The three new custom arrays described here utilize the Axiom Genotyping Solution (http://media.affymetrix.com/support/technical/datasheets/axiom_genotyping_solution_datasheet.pdf
). Briefly, it is a two-color ligation-based assay utilizing 30-mer oligonucleotide probes synthesized in situ on a microarray substrate with automated parallel processing of 96 samples per plate, with a total of ~1.38 million features available for experimental content. In the design of the EUR array, every SNP was represented by at least 2 features (2-rep); some high-value SNPs that had poor resolution were tiled on the array with more than two representations, and hence required more than 2 features (e.g., 4 features or 8 features). As a consequence, the EUR array contains a total of 674,518 SNPs. At the time of design of the EAS, AFR and LAT arrays, it became apparent through analysis of the two representations on the EUR array that the highest resolution SNPs could be tiled on the array with a single feature with only a very small reduction in call rate. We therefore increased the genome-wide coverage of these arrays by tiling some of the highest resolution SNPs with only a single feature (1-rep), enabling greater SNP content on the arrays.

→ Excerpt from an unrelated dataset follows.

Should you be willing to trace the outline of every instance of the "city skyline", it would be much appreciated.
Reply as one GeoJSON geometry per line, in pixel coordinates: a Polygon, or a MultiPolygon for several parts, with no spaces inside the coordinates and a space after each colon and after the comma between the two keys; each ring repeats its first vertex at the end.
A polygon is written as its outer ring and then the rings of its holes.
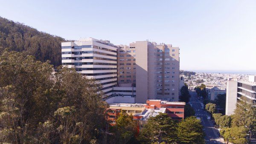
{"type": "Polygon", "coordinates": [[[165,42],[180,47],[180,69],[256,71],[255,1],[16,3],[1,3],[0,16],[66,40],[165,42]]]}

At the time of design of the AFR and LAT arrays, Affymetrix introduced a new reagent kit, Axiom Reagent Kit 2.0. An increased number of SNPs were validated by Affymetrix on the new kit, providing a larger sample of candidate SNPs for the design of these two arrays. The benefits were two-fold: more of the primary, secondary and tertiary SNPs could be directly tiled onto the arrays, and a wider choice of high resolution SNPs were available for selection for genome-wide coverage.